Actually, given what Osiris appears to be getting at, it is because Unix shells in general have no notion of a PATHEXT system, and so do not go around tacking .COM, .CMD, .EXE, and the like onto the ends of command names.

The not searching the current directory is well known in the Unix and Linux world; and to be fair so too is the idea that if the filename of one's executable Perl script ends in .pl, or the filename of one's executable shell script ends in .sh, then the .pl and the .sh have to be explicit in the command name that one types.

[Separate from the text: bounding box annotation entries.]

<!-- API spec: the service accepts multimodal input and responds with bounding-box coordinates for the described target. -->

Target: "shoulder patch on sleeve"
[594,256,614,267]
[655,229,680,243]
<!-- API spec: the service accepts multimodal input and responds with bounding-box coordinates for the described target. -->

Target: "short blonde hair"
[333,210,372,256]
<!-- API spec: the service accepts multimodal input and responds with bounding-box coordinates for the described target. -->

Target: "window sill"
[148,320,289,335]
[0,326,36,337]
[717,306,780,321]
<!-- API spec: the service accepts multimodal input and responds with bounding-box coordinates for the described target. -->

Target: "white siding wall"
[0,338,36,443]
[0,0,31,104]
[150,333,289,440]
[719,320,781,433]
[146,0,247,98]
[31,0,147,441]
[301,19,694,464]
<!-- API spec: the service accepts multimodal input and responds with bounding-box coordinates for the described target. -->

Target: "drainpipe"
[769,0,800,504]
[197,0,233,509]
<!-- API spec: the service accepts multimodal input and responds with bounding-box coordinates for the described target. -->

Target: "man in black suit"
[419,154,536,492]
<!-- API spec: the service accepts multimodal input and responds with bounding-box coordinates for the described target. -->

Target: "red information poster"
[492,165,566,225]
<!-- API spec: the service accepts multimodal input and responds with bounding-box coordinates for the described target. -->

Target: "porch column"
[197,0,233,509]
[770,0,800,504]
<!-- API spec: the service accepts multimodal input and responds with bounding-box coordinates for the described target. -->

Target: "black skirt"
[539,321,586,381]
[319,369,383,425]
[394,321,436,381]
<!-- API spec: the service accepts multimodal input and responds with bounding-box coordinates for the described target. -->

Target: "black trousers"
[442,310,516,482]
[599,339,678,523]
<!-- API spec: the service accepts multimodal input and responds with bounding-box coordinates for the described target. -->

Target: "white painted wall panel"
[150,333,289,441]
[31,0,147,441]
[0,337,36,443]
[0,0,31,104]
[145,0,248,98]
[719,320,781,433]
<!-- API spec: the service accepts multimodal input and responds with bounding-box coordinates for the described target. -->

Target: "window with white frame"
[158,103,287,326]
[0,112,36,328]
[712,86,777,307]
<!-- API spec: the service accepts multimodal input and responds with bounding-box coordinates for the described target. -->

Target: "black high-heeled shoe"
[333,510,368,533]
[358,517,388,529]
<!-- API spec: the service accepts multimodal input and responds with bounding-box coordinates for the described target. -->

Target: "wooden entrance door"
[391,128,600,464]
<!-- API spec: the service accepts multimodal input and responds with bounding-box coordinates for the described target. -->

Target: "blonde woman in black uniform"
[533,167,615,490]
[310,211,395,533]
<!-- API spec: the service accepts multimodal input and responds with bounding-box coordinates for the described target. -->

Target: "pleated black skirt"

The idea that one can run notepad.exe with just notepad comes very much from the DOS and Windows world, here.

The Windows NT POSIX Subsystem actually provided a whole bunch of shims so that one could run various Win32 housekeeping utilities from a POSIX shell without explicitly adding ".exe", and a Korn shell adjustment to allow case-insensitive searches for Win32 commands.

* https://technet.microsoft.com/en-gb/library/bb463210.aspx


Just to note that this (to run scripts/executables you must specify the cwd in the cli invocation)is also the case for PowerShell. So, not unknown in the Windows world.